Chances of progression are good and vacancies are widely advertised. It is common for ushers and front-of-house assistants to be promoted to box office and front-of-house managers. However, you may need to seek employment in other organisations to move up the ladder.
Earnings for front-of-house staff can vary greatly according to the size and location of the venue. Casual temporary contracts are common, where wages can start at the minimum wage for an usher or box office assistant and rise with more experience. If you work for a large venue or are based in London, wages are normally higher.

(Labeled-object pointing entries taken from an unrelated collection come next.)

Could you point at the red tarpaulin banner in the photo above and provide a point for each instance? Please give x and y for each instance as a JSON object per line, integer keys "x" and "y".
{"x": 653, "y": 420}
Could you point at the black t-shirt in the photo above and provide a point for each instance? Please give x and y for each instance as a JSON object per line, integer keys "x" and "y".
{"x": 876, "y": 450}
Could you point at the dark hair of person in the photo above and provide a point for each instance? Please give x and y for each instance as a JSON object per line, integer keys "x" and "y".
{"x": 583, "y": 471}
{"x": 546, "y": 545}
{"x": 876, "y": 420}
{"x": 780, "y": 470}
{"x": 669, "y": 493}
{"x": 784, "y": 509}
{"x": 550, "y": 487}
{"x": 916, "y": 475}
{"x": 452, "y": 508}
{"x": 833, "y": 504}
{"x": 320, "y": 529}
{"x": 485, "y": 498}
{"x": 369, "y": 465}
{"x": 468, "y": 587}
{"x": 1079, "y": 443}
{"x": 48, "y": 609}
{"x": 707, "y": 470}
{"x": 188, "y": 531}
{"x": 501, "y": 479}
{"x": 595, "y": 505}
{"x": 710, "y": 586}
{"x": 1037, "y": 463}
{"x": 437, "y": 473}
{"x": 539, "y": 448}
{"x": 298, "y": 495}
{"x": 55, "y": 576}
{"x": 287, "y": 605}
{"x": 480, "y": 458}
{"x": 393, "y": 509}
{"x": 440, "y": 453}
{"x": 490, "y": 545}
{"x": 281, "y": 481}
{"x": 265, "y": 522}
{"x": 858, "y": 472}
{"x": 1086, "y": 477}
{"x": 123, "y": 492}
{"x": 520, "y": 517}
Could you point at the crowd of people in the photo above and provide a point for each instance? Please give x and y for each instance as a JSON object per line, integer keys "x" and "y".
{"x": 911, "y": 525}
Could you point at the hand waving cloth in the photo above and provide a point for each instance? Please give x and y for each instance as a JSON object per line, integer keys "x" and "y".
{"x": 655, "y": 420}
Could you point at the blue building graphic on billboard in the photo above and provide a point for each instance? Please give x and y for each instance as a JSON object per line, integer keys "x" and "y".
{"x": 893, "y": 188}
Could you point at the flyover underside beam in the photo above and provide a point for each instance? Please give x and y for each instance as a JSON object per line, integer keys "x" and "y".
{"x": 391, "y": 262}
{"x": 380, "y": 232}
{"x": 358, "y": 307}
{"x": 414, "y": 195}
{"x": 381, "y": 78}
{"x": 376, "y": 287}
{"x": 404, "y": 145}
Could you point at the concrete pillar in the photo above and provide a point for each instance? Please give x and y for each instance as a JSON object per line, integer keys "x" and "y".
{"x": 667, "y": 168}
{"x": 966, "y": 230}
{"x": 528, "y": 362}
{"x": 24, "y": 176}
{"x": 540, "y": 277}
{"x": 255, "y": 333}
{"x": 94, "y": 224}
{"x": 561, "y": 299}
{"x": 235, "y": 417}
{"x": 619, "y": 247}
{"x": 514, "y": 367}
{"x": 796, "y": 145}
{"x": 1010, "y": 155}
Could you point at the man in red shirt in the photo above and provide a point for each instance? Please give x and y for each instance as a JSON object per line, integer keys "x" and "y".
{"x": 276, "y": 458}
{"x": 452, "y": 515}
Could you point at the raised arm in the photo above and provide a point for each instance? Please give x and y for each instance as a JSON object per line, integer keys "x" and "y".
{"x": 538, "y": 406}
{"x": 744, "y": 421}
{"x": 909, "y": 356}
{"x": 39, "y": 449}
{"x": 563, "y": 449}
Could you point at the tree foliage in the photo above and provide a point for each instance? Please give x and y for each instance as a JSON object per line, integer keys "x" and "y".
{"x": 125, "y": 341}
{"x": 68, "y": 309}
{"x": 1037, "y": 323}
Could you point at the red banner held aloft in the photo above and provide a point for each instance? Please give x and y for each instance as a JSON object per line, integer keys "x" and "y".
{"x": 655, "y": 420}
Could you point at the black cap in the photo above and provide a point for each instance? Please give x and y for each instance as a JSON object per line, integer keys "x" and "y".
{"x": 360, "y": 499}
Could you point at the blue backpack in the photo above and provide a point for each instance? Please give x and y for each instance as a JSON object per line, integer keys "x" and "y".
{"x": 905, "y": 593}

A box officer manager might start on around £8.20 an hour, which equates to an annual salary of £17,000. Box office managers with more experience, or who are based in London might earn between £18,000 and £22,000, or higher.
There are so many routes in, but first job titles might be usher, box office assistant, receptionist, front-of-house assistant or cultural venue operations apprentice. The work of an usher, for example, includes helping people enter and exit a venue, taking account of special access requirements. They can check tickets, answer queries and sell merchandise.
Box office staff will use computerised ticketing systems to process tickets. They may handle cash for events or exhibitions, provide administrative support to venue managers, undertake receptionist duties and deal with the public face-to-face and over the phone. They may deal with a wide range of people, including promoters and venue managers. They will often monitor ticket sales, producing reports and financial information for management and therefore contributing to the effective running of the business.